Adultery is more straightforward, but even here, extra-marital relations and divorce are rampant, and we are legalizing sin with the folly of homosexual marriage. Perjurers are liars, specifically those who lie on the witness stand in trial, but whoever bears false witness and hurts his neighbor is in view here. And there is no shortage of this going on today. The mere existence of organizations like the Homeschool Legal Defense Association or the Heritage Defense Fund betray the problem.

And the exploitation of wage earners and widows and orphans is a terrible evil, the one which ultimately brought on the exile of Israel. God loves the poor and the outcasts, and He comes to their defense. Wherever God is not honored, the weak are the ones who pay the penalty. America is a wealthy nation, and even the poor here tend to have it relatively better than the rest of the world, but as we turn away from God, and seek our own means of salvation, we institutionalize this kind of wickedness.

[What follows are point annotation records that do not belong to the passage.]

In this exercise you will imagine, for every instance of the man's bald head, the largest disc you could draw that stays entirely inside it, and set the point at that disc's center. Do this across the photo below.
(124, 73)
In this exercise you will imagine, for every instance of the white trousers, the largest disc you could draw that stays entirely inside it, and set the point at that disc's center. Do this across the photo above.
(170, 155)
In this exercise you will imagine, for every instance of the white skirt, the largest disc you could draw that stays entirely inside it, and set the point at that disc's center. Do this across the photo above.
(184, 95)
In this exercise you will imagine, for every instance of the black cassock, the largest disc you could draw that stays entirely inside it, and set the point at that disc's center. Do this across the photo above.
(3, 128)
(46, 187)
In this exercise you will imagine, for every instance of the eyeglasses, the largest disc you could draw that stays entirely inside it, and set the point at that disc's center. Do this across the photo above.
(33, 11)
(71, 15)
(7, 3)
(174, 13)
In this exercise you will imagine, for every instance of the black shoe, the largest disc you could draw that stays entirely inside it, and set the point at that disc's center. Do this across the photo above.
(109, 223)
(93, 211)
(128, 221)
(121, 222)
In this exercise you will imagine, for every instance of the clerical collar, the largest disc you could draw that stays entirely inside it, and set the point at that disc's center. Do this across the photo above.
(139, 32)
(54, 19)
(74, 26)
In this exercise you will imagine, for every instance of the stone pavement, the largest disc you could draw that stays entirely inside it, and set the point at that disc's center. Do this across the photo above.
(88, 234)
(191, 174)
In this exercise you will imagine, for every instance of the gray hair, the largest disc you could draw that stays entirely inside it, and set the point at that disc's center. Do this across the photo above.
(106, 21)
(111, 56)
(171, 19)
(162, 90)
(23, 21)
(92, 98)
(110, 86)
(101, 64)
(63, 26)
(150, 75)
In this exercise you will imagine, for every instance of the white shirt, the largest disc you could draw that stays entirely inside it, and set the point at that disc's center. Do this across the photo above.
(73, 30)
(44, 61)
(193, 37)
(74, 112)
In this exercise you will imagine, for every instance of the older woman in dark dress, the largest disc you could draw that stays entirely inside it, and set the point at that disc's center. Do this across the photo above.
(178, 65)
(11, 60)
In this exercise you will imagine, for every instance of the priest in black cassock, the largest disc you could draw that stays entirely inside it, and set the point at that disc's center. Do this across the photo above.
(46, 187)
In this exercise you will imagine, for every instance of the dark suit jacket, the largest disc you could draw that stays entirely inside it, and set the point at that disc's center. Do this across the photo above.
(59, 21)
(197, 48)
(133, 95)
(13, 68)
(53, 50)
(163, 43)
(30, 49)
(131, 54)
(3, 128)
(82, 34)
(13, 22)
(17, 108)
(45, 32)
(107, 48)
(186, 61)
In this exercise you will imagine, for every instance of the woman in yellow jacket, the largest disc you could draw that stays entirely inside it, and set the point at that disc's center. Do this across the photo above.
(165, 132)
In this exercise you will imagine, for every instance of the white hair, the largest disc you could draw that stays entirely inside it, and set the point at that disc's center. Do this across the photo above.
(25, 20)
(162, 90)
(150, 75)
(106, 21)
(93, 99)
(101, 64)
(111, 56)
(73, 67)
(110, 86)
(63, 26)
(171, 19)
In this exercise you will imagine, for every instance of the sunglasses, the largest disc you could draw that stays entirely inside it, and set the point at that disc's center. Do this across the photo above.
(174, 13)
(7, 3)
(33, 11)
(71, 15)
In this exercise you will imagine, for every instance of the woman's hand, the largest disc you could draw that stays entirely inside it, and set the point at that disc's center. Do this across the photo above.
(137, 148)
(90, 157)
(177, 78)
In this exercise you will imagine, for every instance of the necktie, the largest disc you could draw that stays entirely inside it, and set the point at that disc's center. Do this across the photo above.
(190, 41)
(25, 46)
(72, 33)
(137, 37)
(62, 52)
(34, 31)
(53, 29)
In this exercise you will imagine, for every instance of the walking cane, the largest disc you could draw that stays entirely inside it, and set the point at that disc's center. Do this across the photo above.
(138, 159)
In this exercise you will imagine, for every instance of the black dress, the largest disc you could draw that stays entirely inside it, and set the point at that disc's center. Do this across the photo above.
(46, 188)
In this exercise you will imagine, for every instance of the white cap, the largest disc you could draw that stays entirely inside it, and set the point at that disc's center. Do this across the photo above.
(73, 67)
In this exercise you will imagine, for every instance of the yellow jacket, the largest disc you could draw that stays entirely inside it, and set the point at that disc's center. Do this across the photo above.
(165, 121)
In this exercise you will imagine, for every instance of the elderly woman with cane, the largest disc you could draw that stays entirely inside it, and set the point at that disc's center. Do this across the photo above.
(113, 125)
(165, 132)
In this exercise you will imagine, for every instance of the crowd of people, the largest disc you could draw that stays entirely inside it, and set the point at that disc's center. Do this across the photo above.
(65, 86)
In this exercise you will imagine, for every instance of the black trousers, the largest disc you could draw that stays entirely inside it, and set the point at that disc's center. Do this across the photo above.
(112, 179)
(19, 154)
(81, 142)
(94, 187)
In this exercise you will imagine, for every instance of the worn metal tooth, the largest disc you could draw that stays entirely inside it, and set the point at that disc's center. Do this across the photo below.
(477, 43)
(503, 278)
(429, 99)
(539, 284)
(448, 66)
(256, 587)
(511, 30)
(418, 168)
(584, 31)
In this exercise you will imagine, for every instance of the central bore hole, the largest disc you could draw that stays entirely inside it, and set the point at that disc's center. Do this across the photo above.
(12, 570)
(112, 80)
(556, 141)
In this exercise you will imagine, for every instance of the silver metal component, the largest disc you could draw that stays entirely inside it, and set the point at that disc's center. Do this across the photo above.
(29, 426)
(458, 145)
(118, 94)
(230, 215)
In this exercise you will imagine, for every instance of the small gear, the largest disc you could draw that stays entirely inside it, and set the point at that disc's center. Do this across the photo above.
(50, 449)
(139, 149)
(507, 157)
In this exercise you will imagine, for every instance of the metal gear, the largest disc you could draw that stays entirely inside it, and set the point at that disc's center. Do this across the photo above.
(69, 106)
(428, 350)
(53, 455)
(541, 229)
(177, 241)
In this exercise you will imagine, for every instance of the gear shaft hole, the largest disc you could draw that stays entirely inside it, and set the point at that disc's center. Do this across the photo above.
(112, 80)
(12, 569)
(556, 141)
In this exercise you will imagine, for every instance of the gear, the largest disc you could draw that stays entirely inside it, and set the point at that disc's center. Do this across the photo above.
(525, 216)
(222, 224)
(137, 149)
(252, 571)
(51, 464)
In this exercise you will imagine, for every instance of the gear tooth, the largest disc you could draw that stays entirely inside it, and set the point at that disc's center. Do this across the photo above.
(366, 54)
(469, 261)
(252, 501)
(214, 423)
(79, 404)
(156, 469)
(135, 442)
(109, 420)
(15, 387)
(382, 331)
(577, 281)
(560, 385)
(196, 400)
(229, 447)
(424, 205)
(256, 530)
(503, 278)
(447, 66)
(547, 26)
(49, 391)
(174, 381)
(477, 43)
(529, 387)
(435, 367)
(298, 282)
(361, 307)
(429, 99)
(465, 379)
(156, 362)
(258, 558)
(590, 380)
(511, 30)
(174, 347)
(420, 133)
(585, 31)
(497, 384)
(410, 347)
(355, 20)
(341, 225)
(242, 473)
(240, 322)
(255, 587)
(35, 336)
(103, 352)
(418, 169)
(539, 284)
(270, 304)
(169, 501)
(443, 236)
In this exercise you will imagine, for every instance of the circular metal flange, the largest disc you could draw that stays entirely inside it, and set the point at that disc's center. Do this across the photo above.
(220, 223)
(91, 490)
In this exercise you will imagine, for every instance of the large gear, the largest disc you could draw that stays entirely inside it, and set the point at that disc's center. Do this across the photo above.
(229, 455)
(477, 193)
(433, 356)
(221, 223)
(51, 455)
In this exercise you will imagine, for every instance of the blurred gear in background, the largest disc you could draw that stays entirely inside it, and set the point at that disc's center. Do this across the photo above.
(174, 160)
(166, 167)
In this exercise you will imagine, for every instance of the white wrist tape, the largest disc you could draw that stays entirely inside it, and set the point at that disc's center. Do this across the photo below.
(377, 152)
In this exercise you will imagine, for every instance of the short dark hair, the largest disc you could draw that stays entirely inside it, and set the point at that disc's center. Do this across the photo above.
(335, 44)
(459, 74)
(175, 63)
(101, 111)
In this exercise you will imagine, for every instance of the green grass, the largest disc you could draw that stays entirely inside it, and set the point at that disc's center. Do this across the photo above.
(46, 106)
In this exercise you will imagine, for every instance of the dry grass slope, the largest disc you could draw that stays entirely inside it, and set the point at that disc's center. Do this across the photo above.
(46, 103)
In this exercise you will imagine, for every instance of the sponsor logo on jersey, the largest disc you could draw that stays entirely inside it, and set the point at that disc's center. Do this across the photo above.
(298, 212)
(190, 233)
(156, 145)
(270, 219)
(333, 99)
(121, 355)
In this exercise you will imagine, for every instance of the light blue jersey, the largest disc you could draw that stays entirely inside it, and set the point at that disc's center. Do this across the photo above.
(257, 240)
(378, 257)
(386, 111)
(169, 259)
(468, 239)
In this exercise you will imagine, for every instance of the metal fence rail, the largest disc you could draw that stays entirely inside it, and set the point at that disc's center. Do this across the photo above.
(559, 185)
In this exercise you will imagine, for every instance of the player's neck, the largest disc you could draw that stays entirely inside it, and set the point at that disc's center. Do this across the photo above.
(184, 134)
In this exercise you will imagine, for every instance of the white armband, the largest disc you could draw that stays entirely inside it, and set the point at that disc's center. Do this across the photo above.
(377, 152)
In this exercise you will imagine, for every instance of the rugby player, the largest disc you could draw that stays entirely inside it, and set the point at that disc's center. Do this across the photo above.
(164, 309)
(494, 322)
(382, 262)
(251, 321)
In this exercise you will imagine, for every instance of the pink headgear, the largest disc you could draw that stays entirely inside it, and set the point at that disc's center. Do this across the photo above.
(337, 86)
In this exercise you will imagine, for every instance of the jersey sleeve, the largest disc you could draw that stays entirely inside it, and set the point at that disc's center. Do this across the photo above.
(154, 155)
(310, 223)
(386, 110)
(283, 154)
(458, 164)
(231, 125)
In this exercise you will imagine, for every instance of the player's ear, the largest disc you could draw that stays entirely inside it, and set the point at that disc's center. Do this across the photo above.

It is a lot harder to identify because of the confusing nature of sin, but it is evident in our society. The cost of living keeps going up and the ones who hurt most are those on limited incomes, the elderly, the jobless, and the lowest classes of society… wage earners, widows, and orphans.

Finally, as the verse says, this all happens because we do not fear God. Today is the second Sunday of Advent, and you may have noticed the theme on the covers of your bulletins, the theme of Rejoicing in the Incarnation. And since I bring it up, you might be wondering what that has to do with this verse. God will come near to us for judgment! He will be a swift witness against sorcerers, adulterers, perjurers and oppressors! What?!?! How can we rejoice in that?

God judges wickedness, but He saves His elect in the process. In Israel, a remnant was saved. In the first centuries after the resurrection, the church grew up in the persecutions of Rome. And all this is consistent with the next two verses…

6 “For I am the Lord, I do not change; Therefore you are not consumed, O sons of Jacob. 7 Yet from the days of your fathers You have gone away from My ordinances And have not kept them. Return to Me, and I will return to you,” Says the Lord of hosts.

God invites us to repent and to return, and this truly is indeed cause for rejoicing. God’s judgment is cause for rejoicing, because it is the means of His great reversal. He makes rough places smooth, and He paves the ways of salvation.